Пока Ритка размышляла «мало-велико», прикладывая к животу то одну вещь, то другую, ее спутницы, щурясь на солнышке, стояли поодаль, не желая портить девушке праздник.
– Хорошее место, – произнесла тетя Тамара, обращаясь к напряженно застывшей Алине. – Ты, Алиночка, не удивляйся. Это хорошее место. Рынок-то этот гоняли с одного пустыря на другой раз пять, не меньше. Все он кому-то мешал. Смотреть им, видите ли, противно. На бедность. Антисанитарию какую-то приплели, то-се. Ни при чем тут антисанитария, у меня в троллейбусе ее не меньше. На бедность смотреть не могут, вот что я скажу. А скольким людям он жить дает, этот рынок? Ведь ты подумай. Кто сюда ходит за вещами? Пенсионеры. Инвалиды. Безработные. А кто тут торгует, чтобы лишнюю копеечку выручить? Те же пенсионеры и инвалиды. Где еще-то они смогут себе денежек раздобыть? Допустим, одежду можно теперь в этих ваших секонд-хендах покупать, но на блошином ты найдешь вещь вообще за копейки, просто за копейки. А те старухи, которые продают здесь всякий скарб, где они еще раздобыть эти десять рублей смогут? В метро, в переходе с вытянутой рукой стоять? Так что, девочка, если решишь тут что-нибудь приобрести, считай, что хорошее дело сделала, вроде как милостыню подала.

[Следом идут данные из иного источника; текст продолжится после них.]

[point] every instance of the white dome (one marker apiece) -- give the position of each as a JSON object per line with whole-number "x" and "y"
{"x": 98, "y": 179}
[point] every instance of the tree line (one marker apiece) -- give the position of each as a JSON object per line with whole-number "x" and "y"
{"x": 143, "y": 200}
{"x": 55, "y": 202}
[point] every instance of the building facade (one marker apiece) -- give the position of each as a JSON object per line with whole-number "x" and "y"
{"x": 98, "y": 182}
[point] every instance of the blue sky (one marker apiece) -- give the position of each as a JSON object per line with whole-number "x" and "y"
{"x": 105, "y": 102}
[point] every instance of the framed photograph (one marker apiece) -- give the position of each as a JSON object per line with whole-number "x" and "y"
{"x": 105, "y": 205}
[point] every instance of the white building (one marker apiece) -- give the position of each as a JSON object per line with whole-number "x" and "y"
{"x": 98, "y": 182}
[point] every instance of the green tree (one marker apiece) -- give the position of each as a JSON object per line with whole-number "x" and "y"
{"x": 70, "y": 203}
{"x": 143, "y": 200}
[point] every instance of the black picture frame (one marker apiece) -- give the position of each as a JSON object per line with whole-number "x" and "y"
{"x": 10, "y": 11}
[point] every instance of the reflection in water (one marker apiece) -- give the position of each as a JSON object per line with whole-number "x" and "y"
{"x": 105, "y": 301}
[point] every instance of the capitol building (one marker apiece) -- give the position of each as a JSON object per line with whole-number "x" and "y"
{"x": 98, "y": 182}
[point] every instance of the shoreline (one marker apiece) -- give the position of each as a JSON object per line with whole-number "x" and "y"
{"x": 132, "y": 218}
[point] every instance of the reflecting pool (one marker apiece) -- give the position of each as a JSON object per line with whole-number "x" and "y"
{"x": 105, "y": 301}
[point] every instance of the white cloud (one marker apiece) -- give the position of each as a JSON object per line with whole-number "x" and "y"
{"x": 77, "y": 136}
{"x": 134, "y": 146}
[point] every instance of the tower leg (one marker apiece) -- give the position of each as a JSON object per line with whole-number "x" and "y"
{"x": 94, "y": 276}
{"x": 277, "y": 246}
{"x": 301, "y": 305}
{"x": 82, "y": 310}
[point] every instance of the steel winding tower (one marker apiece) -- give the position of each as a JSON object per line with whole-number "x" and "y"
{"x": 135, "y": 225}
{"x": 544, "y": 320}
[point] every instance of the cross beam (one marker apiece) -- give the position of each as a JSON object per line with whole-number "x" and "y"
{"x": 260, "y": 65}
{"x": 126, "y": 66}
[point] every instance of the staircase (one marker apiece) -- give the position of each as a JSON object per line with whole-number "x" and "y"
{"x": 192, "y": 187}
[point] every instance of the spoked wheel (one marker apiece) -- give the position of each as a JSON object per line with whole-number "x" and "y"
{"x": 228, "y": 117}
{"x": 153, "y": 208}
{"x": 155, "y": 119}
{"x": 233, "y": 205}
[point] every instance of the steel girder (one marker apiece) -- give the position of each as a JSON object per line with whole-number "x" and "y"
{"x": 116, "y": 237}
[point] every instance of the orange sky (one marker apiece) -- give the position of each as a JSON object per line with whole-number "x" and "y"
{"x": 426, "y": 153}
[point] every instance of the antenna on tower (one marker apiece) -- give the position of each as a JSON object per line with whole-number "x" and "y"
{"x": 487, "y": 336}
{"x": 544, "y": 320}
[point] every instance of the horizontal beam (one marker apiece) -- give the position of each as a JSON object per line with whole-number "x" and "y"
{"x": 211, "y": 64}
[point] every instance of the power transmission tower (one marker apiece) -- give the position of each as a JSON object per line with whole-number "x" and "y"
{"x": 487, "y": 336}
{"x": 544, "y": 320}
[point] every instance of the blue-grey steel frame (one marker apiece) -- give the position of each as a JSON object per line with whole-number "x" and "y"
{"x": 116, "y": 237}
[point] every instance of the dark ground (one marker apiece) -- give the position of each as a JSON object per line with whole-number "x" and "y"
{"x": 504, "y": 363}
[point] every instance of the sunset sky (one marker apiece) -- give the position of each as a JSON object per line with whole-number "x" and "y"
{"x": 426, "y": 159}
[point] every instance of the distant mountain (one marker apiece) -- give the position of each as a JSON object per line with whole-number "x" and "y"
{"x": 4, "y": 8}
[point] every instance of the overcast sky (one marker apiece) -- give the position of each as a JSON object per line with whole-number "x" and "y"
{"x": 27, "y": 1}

Алина молчала, не зная, что ответить.
Когда по ходу их маршрута она заставляла себя бросить взгляд то на тот прилавок, то на этот и взгляд фиксировал разложенное неровными стопками старое и грязное тряпье, ей неудержимо хотелось произнести «Фи…» и в довершение картины зажать своими чистенькими пальчиками с чистенькими ноготками свой аккуратный и тоже чистенький носик. И еще она все время старалась держаться подальше от этих вещей и от этих прилавков, как будто боялась подцепить какую-нибудь кожную заразу. А после слов тети Тамары ей стало не то чтобы стыдно, но как-то неприятно за себя, что она такая… чванливая цаца.
Как там тот мальчик с издевкой произнес? «Лепрозорий»? А она еще его осудила. А сама только что смотрела на Ритку с возмущением. Хорошо еще, что не одернула.
– К «жукам», конечно, эта тема не касается.
– К каким жукам, Тамара Михайловна? – отвлеклась от самобичевания Алина.
– А к тем самым, к кому мы сейчас с тобой направляемся. Сама увидишь. Есть тут несколько… Короче, это такие торгаши, которые точно знают, сколько их старье стоит, и не продешевят при этом. Им разные люди приносят вещи на продажу, а они скупают сразу, но за бесценок. Только потом не возмущайся, что глиняная тарелка, за которую ты получил у него сто рублей, уходит за сто долларов. Не нравится – стой сам и торгуй. Фиг продашь. А этот «жук» продаст. Вот так вот.
– А этот, как его, Додик, он что, тоже «жук»?
– Не знаю. Я не видела, чтобы он сам тут торговал. Но все продавцы у него в хороших знакомых. Дела у них какие-то общие есть. У моего Саши тоже тут дела были, но он простак был, Саша.
Тут к ним подошла довольная Ритка, засовывая что-то цветастое в просторную сумку-торбу, и движение возобновилось. Пройдя рынок сложным зигзагом почти по диагонали, Тамара Михайловна вывела свою группу к ряду крытых прилавков, обособленных от соседних, но не территориально, а, так сказать, по ассортименту.